FLASH - Consigliano l'aborto eugenetico ma la bimba nasce sana

The Scottish Sun ci ha raccontato che, alla dodicesima settimana di gravidanza, a Penelope era stata rilevata idropia fetale, un accumulo anormale di liquido attorno ai suoi organi vitali. Secondo i medici, una condizione incompatibile con la vita. Bisognava abortire.
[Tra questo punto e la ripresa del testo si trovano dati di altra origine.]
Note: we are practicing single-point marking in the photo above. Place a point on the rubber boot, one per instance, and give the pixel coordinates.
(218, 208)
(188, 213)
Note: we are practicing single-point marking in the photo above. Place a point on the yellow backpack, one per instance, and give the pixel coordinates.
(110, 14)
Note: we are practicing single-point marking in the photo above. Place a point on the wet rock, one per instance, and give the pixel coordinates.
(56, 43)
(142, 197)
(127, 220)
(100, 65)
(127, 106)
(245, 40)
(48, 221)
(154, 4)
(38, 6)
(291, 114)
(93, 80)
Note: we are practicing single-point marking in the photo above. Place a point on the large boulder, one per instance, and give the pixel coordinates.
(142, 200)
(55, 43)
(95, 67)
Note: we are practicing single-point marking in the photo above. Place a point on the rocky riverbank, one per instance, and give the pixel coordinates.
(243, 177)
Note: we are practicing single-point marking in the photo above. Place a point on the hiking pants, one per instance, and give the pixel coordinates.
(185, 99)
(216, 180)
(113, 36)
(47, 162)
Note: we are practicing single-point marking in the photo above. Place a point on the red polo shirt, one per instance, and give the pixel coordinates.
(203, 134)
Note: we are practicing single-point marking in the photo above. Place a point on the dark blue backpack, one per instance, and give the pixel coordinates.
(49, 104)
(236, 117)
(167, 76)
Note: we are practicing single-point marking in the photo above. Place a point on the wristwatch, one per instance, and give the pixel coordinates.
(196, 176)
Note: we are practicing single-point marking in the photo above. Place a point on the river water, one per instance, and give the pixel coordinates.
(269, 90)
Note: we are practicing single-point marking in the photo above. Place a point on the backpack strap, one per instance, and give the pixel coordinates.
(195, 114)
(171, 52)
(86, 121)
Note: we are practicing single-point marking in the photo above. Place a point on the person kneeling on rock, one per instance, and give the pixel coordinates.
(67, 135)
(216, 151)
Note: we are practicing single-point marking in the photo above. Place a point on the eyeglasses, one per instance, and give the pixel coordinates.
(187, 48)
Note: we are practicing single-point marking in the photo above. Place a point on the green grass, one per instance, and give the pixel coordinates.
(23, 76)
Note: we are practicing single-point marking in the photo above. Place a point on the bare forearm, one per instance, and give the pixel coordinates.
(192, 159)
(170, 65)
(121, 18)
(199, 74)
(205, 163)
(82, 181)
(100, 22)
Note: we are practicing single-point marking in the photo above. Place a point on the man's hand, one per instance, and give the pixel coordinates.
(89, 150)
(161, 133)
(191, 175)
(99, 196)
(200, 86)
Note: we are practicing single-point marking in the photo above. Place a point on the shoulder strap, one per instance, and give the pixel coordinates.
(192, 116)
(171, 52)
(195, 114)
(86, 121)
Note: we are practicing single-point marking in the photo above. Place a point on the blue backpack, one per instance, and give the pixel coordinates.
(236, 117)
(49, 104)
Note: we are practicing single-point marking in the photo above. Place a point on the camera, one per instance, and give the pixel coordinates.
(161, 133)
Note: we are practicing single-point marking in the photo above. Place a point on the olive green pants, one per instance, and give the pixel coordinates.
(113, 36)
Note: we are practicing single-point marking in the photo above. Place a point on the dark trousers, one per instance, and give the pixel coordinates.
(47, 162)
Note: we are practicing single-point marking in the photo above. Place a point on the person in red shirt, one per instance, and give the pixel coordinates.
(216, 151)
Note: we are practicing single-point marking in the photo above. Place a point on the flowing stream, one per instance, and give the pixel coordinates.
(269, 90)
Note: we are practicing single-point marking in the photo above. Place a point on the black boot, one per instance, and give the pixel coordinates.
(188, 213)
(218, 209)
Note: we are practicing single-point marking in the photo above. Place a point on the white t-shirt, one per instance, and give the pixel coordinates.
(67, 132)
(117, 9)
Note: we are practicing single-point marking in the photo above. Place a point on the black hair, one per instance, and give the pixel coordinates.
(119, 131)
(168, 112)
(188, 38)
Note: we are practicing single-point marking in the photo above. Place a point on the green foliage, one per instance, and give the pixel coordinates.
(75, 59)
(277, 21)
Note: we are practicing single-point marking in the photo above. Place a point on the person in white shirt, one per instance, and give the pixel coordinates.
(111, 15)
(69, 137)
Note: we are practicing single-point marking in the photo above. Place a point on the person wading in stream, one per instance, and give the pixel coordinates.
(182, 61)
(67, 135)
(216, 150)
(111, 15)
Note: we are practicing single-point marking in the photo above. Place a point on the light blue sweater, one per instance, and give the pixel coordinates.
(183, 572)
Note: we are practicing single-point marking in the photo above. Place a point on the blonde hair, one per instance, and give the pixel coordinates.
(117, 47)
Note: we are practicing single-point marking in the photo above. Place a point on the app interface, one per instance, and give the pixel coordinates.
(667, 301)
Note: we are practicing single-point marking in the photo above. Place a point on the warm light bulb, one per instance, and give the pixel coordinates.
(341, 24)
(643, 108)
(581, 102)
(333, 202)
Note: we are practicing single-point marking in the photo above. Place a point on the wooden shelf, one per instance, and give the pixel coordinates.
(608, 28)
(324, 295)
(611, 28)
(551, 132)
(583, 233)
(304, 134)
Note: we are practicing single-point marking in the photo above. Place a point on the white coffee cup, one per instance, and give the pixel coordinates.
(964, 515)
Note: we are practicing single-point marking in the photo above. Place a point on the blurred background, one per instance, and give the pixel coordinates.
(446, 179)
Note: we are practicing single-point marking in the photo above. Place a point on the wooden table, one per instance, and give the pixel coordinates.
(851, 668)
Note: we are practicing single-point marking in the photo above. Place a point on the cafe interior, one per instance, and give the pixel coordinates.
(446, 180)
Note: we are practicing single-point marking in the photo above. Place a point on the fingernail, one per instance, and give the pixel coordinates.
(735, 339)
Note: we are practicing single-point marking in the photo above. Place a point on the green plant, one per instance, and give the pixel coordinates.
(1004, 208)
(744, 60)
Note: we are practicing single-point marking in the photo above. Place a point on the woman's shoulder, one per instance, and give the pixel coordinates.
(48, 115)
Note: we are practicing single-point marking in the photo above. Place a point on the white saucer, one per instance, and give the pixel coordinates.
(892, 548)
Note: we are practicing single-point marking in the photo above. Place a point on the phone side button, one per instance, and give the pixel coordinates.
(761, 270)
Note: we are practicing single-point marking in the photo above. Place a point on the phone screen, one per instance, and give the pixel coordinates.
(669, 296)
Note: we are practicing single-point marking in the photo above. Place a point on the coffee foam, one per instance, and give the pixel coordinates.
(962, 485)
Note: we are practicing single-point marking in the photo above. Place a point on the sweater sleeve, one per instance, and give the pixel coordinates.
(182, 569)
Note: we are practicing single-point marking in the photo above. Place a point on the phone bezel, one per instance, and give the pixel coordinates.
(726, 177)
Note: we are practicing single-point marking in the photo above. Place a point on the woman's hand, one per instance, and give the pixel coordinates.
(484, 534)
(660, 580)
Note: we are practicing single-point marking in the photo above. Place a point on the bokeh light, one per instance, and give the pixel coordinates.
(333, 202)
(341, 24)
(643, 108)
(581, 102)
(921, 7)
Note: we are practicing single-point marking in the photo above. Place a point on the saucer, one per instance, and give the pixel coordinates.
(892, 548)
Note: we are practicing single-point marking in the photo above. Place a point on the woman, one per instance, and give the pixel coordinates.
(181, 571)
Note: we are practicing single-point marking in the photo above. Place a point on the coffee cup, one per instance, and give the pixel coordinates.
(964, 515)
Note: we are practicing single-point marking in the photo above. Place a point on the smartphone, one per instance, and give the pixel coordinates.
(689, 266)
La mamma, Kimberly, ha rifiutato.  A 16 settimane, incredibilmente, l’idropia era scomparsa, ma è stato diagnosticato un igroma cistico.
Per ben quattro volte i medici hanno detto che la bambina non poteva vivere così. E a Kimberly ogni volta l’aborto è stato prospettato non come “una” possibilità, ma come l’ “unica” via percorribile: la inducevano a credere di essere incinta di qualcosa di mostruoso e non di una bambina che aveva / avrebbe avuto ancor più bisogno di cure e di amore per affrontare la vita. Anzi, tendevano a farla sentire  una madre “snaturata” ed egoista, che voleva far nascere a tutti i costi una bambina che avrebbe avuto una vita breve e infelice.
A maggio Penelope è nata, perfettamente sana: dopo un attento screening neonatale i dottori, increduli, sono rimasti senza parole.